しかし、そのお友だちは、ますますその鑑定士にのめり込んでいきます。

「その鑑定士の元で購入した、というパワーストーンのブレスレットやネックレスを肌身離さず身につけて、『前世とは』『オーラとは』という話ばかりしてくる彼女。『ねぇ、私そんな話、興味ないから他でしてくれない?』とたまりかねて言うと、彼女は激怒したのだそう。

その日からしょっちゅう「あなたは何もわかっていない。
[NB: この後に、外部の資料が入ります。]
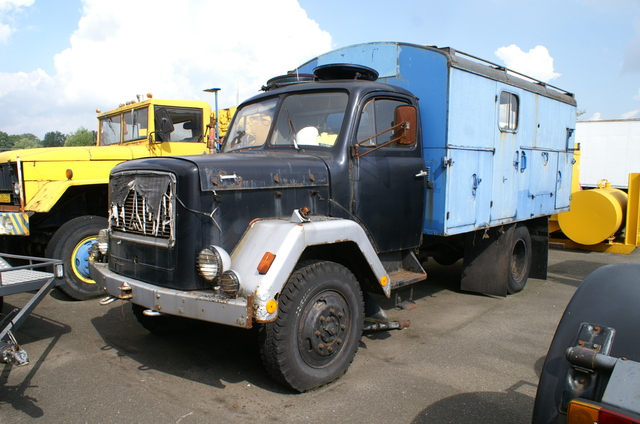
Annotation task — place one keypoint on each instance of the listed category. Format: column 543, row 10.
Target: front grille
column 143, row 204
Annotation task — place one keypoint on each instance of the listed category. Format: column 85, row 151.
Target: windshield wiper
column 293, row 132
column 237, row 138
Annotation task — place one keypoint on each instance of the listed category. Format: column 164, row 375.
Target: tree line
column 81, row 137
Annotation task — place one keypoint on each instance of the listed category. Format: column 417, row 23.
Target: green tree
column 25, row 141
column 82, row 137
column 53, row 139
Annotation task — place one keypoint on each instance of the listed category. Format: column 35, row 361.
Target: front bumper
column 14, row 223
column 204, row 305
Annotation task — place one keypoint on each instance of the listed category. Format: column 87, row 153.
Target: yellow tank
column 594, row 215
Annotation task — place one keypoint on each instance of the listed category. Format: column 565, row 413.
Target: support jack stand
column 408, row 304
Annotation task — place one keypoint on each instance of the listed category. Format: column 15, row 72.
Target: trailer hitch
column 10, row 350
column 384, row 326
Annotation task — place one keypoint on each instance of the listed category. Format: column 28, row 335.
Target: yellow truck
column 53, row 200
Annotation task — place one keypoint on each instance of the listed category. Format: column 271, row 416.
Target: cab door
column 387, row 184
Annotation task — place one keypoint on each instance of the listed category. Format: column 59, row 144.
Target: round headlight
column 229, row 283
column 212, row 261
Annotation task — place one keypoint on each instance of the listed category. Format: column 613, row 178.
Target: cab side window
column 377, row 117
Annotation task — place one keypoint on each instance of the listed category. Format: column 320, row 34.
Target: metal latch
column 588, row 358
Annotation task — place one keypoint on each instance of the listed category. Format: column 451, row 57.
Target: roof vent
column 345, row 71
column 284, row 80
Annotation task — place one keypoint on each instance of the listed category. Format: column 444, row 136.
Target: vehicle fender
column 49, row 194
column 608, row 297
column 287, row 241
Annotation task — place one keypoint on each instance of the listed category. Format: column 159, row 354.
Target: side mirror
column 405, row 135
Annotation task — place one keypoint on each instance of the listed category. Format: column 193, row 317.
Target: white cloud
column 631, row 115
column 536, row 63
column 171, row 49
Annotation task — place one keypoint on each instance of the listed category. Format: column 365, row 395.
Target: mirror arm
column 357, row 155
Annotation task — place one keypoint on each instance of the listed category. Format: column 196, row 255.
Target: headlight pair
column 213, row 264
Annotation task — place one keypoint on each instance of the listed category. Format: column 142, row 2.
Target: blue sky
column 61, row 60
これから恐ろしい負の連鎖が起きる」といった内容の長文LINEを送られて、ほとほと疲れ果てたSさんは、彼女と距離を置きます。

「LINEも既読スルーしていたら、ついには連絡が無くなったので、正直ほっとしました。その反面、昔のさっぱりした性格の彼女とはもう会えないのかな…と寂しくも感じました。息子同士も学校でクラスが離れ、それぞれ別の仲の良い友だちができたので、完全に縁が切れたのかな…なんてふと思っていたんです」

数カ月後、久々にその友だちからLINE。そこにはひと言「離婚して息子と私の実家に帰ります」とだけ。びっくりしたSさんは返信しましたが、既読にもならず。電話をかけても出てくれなかったそうです。

その後、別の知り合いから、そのママ友は、ご主人の浮気に悩み、そのことを相談した怪しげな鑑定士にすっかりハマってしまったのだそう。そしてその鑑定士に言われるがまま、アクセサリーを購入したり、セミナーを受けたり…。家庭のことはそっちのけで、スピリチュアルな活動にのめり込んだのだとか。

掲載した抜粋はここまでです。